Antony toca algo próximo do puro estado de letargia epifânica, com aquele tom e necessidade de concentração básico em toda grande harmonia e delicadeza; as melodias são presentes, mas com uma sutileza e melancolia naturais, exalando tons de claro e escuro, com as dúvidas que sopejam nosso espírito musical; sem atropelos, ele conta as inquietações de modo resignado e sublime, atingindo algumas quimeras e perfeições por meio dos símbolos sinestésicos de sua música.
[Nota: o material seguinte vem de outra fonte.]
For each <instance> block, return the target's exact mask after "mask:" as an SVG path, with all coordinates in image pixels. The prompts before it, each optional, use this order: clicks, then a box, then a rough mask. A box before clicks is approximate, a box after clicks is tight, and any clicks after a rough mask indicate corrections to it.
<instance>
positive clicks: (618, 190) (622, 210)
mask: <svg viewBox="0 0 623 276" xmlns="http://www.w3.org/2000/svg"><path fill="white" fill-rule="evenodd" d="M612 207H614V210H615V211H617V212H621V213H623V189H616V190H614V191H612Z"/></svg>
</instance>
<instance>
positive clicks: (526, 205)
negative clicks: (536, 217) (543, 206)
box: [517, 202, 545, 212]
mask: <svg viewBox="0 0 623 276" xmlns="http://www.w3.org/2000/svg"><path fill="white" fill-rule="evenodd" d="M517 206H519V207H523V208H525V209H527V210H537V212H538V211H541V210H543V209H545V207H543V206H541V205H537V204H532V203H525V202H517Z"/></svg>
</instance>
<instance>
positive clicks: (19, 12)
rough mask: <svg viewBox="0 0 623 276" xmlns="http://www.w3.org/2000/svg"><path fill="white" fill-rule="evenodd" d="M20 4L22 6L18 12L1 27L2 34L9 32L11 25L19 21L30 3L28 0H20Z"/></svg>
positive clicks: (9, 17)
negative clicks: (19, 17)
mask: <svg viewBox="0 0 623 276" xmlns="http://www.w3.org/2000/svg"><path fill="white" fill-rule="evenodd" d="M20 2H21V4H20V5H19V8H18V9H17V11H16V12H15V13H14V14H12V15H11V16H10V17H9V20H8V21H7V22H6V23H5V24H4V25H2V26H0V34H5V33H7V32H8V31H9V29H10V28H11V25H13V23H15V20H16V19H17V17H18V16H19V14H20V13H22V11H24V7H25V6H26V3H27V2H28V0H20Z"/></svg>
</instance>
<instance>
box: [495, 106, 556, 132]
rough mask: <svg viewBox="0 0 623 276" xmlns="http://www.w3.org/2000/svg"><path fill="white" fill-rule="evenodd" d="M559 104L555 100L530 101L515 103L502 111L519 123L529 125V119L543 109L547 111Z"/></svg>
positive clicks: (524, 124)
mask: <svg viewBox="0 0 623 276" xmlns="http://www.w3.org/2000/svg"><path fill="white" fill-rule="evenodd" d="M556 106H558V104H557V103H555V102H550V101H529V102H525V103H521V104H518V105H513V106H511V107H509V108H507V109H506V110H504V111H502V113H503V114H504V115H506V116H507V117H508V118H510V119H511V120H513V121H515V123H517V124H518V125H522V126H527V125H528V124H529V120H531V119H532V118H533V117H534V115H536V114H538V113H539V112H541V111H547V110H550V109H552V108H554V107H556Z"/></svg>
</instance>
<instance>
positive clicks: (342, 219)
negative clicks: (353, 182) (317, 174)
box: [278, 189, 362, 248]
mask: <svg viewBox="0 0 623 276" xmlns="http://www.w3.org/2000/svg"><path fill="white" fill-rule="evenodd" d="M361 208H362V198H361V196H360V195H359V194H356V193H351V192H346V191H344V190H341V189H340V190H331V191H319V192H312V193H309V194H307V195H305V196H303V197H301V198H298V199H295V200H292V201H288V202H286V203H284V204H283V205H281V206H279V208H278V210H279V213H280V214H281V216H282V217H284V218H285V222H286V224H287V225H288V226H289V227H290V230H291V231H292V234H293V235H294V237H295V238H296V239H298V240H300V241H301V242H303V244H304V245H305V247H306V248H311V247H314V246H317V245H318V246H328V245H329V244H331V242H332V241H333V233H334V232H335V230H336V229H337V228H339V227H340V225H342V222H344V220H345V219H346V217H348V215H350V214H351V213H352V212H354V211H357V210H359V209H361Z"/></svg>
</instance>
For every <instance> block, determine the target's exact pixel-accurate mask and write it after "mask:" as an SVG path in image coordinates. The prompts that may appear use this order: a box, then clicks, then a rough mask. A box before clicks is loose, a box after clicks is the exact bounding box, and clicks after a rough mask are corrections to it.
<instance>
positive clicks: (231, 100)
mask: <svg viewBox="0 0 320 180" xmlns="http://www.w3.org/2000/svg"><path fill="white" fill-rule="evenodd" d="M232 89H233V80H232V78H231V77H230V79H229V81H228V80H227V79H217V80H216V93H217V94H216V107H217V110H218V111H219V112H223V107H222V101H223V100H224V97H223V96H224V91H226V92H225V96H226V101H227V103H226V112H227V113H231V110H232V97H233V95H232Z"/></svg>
Descubra Antony e the Johnsons Band.
Um breve retorno na linha do tempo nos permite indicar e pescar da memória musical a deliciosa e esperta banca ingleza Gomez. Com seu disco "Bring it On" Gomez (1998) fica na linha tênue entre o novo rock californiano e inspirado de um Wilco, com laivos enraivecidos do pós-grunge anglo-contemporâneo. Merece uma conferida. O rock inglêz nunca esteve tão produtivo quanto neste ano. Gomez é a tradução do modo acústico de encarar as baladas com o toque bem narrado e estruturado, belas melodias e estruturas instrumentais criativas. Compensa.
NO SENSE - Continuação ao mórbido-sujo II;





Um comentário:

Michele Ribeiro disse...

Olha professor, adorei sua análise e crítica, foi bem comentada e objetiva, eu assisti o filme V de Vingança( V for vendetta), tenho ele em casa e precisei asistí-lo 2 vezes para entendê-lo, é bem complexo e tem todo este significado tb da musica, e do tal cara pelo qual ele usava a máscara, este homem realmente existiu e se data por 5 (V) de novembro de 1605 q ele tentou com varios outros explodir o parlamento britanico mais foi descoberto com as polvoras e enforcado no começo de 1606, por isso a data é comemorada até hj na Inglaterra,com fogueiras e fogos.O filme interlaça varias coisas para explicar um simples objetivo, a liberdade e concretização da vontade do ídolo dele, e o que da mais raivaé que nunca mostra a cara dele(do infeliz)para sabermos quem é o V, so descobri depois que é o ator Hugo Weaving, que fez o rival de matrix.